Psychologists note the build-up of stress in our lives and our increasing inability to care for ourselves, emotionally and spiritually. This is even evident in the realm of self-care—whether it is hiring a personal trainer to help us exercise or a “nail technician” to make our hands beautiful enough for public display. Meanwhile these hands seem less and less capable or willing to perform simple tasks such as washing dishes or handling laundry.

What we’ve lost is our sense of holiness in the mundane and the blessing inherent in performing simple tasks. In an achievement oriented society, we’ve been acculturated to believe menial tasks are beneath us. We were made for better, higher things. There is an expert nearby who is “better at it.”

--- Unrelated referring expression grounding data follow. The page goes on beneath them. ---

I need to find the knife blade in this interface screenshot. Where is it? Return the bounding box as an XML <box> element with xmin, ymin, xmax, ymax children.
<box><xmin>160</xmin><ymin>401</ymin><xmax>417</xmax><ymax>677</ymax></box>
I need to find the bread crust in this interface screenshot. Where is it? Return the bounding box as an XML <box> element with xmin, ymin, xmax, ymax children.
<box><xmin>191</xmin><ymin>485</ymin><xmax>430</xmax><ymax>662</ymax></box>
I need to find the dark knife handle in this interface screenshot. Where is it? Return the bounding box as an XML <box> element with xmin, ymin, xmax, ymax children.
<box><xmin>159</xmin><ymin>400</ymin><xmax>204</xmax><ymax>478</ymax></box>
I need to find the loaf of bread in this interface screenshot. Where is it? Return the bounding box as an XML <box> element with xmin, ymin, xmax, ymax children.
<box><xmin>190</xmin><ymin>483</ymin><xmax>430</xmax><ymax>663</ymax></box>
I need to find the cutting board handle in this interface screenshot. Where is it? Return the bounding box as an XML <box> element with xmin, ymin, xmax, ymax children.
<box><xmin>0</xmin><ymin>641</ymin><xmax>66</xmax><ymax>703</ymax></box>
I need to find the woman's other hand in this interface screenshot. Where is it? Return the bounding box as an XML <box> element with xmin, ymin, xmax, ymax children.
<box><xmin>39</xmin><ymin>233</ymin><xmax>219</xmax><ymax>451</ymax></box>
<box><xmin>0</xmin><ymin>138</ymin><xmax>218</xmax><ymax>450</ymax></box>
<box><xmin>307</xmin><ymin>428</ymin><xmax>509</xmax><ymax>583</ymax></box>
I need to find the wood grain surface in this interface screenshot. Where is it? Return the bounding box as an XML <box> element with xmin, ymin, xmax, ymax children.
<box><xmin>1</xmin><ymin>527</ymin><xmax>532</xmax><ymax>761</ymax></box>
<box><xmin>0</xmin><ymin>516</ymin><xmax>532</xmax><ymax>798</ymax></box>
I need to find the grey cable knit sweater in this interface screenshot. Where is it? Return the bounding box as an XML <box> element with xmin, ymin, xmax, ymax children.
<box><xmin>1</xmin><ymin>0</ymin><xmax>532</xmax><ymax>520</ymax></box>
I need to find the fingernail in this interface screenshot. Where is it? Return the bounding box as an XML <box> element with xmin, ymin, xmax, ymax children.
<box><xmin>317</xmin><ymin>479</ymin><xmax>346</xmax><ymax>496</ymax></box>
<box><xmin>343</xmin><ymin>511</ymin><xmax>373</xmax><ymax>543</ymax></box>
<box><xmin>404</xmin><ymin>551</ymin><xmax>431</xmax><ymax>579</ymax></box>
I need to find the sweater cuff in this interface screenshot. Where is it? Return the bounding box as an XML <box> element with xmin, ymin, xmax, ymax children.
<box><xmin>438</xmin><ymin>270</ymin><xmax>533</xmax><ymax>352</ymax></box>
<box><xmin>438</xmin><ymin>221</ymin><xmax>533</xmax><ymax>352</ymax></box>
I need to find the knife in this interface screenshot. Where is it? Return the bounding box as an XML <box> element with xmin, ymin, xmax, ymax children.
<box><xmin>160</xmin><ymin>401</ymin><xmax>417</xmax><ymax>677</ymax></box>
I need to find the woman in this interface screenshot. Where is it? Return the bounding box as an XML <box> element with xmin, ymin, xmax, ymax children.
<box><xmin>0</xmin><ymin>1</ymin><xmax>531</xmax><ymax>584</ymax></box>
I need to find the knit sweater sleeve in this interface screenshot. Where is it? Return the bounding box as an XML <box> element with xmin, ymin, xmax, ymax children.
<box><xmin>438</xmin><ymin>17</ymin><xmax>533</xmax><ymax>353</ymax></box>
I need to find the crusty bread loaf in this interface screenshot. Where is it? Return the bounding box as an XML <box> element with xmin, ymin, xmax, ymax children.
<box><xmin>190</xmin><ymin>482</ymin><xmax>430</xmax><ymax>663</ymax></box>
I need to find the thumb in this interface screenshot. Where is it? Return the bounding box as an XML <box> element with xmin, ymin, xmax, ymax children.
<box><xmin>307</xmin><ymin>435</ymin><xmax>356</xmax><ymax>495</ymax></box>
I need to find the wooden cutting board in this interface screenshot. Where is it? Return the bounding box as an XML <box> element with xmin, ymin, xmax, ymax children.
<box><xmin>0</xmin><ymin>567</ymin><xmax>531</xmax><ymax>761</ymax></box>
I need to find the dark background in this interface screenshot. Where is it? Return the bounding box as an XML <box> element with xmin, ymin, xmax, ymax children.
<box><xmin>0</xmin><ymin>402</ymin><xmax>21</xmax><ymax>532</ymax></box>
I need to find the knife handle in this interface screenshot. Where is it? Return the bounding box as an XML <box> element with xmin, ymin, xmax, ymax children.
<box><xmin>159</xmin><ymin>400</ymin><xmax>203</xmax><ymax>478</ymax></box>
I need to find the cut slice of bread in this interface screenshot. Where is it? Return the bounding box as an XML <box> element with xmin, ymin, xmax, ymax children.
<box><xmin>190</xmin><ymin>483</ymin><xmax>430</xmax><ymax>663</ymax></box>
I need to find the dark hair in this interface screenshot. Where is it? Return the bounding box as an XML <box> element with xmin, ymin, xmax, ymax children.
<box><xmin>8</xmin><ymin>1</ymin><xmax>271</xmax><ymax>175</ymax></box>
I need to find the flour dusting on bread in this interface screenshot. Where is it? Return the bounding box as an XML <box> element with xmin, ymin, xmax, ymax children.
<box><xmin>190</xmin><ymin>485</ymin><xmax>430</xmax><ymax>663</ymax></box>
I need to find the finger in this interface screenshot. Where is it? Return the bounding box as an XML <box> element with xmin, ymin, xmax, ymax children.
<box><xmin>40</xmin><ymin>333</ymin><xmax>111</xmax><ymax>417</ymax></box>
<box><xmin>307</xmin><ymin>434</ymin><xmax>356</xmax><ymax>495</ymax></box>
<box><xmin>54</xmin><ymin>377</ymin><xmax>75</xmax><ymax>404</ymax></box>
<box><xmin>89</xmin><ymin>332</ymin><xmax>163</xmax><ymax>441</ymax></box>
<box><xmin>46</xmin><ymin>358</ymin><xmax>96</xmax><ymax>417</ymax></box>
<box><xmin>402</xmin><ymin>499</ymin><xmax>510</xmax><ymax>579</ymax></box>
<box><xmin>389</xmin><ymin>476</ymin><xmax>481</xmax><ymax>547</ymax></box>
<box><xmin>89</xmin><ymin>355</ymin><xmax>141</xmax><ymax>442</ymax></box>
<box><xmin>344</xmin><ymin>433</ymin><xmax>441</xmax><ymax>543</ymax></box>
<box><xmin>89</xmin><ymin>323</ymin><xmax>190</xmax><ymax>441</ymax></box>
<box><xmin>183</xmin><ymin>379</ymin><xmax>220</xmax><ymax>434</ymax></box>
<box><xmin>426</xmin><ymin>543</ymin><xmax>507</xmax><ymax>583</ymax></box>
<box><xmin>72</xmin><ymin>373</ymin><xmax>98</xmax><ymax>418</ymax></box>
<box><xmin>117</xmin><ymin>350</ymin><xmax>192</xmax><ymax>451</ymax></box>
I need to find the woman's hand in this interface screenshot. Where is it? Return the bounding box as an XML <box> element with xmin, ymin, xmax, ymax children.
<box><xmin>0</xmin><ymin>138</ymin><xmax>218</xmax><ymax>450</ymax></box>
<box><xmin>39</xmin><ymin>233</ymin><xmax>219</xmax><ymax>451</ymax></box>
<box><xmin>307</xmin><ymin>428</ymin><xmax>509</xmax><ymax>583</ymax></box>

One of my favorite musicians is Carrie Newcomer. She has a song that includes the words: “Folding sheets, like folding hands, to pray as only laundry can.” She echoes Kathleen Norris who wrote The Quotidian Mysteries: Laundry, Liturgy and Women’s Work. I relate to the idea of holiness in laundry, although in weaker moments I’m still impatient with no-iron shirts that need “touching up” or the jumble of dark socks waiting to be sorted. I recall the complaint of a mother of four about inside-out socks and the time-consuming task of turning them—her determination to teach her brood the all-important skill. (There are limits to the meditative effects, it seems).

Another woman mentioned the “ritual” of ironing table linens. She said this homely task brought closure to the holiday celebration for her. As she ironed the high quality linens, feeling their natural textures and scenting them with linen water, she meditated with gratitude on the memory of her recently gathered family, saying a prayer for each as she worked.

In winter I tend to rely on my in-house appliance servants, unlike my Amish neighbors who hang laundry on the line in all kinds of weather. But in other seasons, the rhythm of a day is self-evident with the hanging of laundry to air dry on the clothesline and later, taking it inside before sundown. I feel the romance of a European city when I see white dishtowels fluttering from a line outside my sun drenched window. When I bury my face in air dried clothing or slide between freshly washed and wind-dried sheets, I know I’ve cared for myself and those I love. Then, the simple things of life are gift enough. It’s a satisfaction one can cultivate and nurture, similar to the self-reliance Thoreau and the others raised with their timbers. It’s elemental, and nurtures something a writer—perhaps anyone—needs as they go about the task of building a dwelling for body and soul.